Find the sum of all natural numbers between 100 and 1000 which are multiples of 5.

Answer 1

Hint: Here we will proceed by calculating the number of terms i.e. n by using the formula ${a_n} = a + \left( {n - 1} \right)d$. Also we will use the formula of sum of series in A.P. i.e. ${S_n} = \dfrac{n}{2}\left[ {2a + \left( {n - 1} \right)d} \right]$.
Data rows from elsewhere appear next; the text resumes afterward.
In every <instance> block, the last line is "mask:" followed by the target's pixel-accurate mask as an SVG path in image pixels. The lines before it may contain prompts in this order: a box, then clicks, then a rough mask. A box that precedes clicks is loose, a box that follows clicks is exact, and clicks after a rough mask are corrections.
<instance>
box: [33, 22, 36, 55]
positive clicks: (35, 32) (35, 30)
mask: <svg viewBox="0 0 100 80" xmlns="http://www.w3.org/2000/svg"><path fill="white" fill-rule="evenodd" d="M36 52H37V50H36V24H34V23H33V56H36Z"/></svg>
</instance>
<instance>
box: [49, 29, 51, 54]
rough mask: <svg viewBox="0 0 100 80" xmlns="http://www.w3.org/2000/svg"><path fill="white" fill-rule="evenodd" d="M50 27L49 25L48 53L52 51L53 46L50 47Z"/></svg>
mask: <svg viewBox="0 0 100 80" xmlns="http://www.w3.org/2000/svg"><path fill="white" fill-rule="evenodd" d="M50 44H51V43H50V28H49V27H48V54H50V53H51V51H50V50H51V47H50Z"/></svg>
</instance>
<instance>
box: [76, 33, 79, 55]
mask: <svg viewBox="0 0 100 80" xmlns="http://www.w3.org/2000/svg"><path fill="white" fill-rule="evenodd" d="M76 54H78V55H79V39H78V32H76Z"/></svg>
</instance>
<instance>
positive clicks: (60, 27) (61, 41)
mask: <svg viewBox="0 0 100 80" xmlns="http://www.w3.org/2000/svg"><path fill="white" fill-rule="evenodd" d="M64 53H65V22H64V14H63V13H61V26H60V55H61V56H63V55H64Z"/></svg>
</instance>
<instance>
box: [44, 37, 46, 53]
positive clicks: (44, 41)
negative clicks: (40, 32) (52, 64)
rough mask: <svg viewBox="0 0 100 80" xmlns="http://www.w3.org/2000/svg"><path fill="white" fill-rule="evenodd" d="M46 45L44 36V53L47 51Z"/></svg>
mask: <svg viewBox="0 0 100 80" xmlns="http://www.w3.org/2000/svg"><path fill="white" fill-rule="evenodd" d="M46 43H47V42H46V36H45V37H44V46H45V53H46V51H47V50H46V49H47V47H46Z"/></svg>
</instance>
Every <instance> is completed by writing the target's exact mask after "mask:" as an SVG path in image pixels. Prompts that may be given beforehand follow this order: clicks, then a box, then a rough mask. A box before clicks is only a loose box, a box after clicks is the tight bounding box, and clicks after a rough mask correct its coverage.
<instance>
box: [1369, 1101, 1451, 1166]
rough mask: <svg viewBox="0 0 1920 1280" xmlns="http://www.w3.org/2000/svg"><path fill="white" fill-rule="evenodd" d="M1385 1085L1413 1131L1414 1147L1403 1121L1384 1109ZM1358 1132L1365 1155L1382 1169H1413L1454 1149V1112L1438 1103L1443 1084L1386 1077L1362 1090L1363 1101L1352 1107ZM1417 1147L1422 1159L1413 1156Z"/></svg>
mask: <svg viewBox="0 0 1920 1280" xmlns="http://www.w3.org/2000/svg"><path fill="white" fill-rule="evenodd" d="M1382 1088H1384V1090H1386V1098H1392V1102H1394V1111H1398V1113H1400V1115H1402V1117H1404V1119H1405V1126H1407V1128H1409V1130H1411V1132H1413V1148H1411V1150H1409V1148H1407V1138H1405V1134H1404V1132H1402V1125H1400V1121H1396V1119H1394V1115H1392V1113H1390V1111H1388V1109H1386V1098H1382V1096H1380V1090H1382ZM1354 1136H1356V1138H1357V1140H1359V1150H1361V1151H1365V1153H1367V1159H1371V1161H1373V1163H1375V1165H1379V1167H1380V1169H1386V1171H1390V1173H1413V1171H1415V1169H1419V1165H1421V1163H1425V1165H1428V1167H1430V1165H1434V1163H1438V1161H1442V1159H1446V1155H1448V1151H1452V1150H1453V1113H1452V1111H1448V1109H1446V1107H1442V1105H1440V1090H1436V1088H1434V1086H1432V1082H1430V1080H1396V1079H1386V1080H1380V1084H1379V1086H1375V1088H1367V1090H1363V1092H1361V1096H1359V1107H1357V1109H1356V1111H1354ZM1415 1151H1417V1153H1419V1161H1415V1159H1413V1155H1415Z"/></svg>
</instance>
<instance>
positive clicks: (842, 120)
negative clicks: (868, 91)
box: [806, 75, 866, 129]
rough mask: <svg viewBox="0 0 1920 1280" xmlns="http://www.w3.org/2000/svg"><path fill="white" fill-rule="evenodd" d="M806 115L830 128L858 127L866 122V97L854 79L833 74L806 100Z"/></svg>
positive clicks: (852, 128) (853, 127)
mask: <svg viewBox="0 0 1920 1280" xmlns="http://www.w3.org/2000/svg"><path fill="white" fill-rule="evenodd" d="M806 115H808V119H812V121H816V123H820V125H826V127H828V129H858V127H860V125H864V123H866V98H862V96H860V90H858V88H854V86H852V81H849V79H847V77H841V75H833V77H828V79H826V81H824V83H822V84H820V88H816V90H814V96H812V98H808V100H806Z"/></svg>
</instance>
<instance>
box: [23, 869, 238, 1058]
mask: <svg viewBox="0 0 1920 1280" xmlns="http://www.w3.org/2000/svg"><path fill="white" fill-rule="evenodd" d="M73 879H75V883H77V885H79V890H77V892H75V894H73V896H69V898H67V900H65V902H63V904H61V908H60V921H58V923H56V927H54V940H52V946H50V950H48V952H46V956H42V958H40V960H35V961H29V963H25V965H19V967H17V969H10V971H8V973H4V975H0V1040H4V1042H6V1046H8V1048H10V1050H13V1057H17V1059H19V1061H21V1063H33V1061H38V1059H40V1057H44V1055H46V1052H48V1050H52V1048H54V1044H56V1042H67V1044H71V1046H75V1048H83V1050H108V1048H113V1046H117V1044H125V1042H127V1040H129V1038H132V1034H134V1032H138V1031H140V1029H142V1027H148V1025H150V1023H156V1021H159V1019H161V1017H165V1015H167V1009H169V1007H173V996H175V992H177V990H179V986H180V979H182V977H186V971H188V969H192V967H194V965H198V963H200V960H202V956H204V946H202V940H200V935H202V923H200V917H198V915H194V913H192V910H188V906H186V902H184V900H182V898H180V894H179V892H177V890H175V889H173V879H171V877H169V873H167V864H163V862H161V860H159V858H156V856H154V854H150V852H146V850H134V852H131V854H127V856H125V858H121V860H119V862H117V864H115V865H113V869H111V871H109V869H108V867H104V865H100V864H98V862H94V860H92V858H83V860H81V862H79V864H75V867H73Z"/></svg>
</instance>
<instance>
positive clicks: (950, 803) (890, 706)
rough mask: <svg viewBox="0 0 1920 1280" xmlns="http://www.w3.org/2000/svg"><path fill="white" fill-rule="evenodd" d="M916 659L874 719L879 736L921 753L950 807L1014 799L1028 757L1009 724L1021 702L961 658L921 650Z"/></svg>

Complete step-by-step answer:
Arithmetic Progression- An arithmetic progression is a sequence of numbers such that the difference of any two successive members is a constant.
Now we know that the natural numbers lying between 100 and 1000 which are multiples of 5 are 105, 110, …., 995.
Since this sequence forms Arithmetic progression.
Here First term, a = 105
Common difference, d = 5
Using A.P formula,
We get a + (n-1) d = 995
Now we will substitute the values of a and d in the formula,
We get,
105 + (n-1) 5 = 995
Or (n-1) 5 = 995 – 105 = 890
Or n-1 = 178
Or n = 179
$\therefore $ We got n, now we will find sum using the given below formula-
$ \Rightarrow $${S_n}$ = $\dfrac{n}{2}\left[ {2a + \left( {n - 1} \right)d} \right]$
Now we will substitute the values into the formula-
$ \Rightarrow {S_n} = \dfrac{{179}}{2}\left[ {2 \times 105 + \left( {179 - 1} \right)5} \right]$

$ = \dfrac{{179}}{2}\left[ {2 \times 105 + 178 \times 5} \right]$
$ = 179\left[ {105 + 445} \right]$
Or ${S_n} = 179 \times 550$
Or ${S_n} = 98450$

Note: While solving this question, we can also use another method like instead of calculating directly the sum of natural numbers i.e.100 to 1000 which are multiples of 5, we can find sum of natural numbers from 100 to 2000 which are multiples of 5 and then subtract the sum of natural numbers above 1000 to 2000 which are multiples of 5. Hence we will get the sum of natural numbers i.e. 100 to 1000 which are multiples of 5.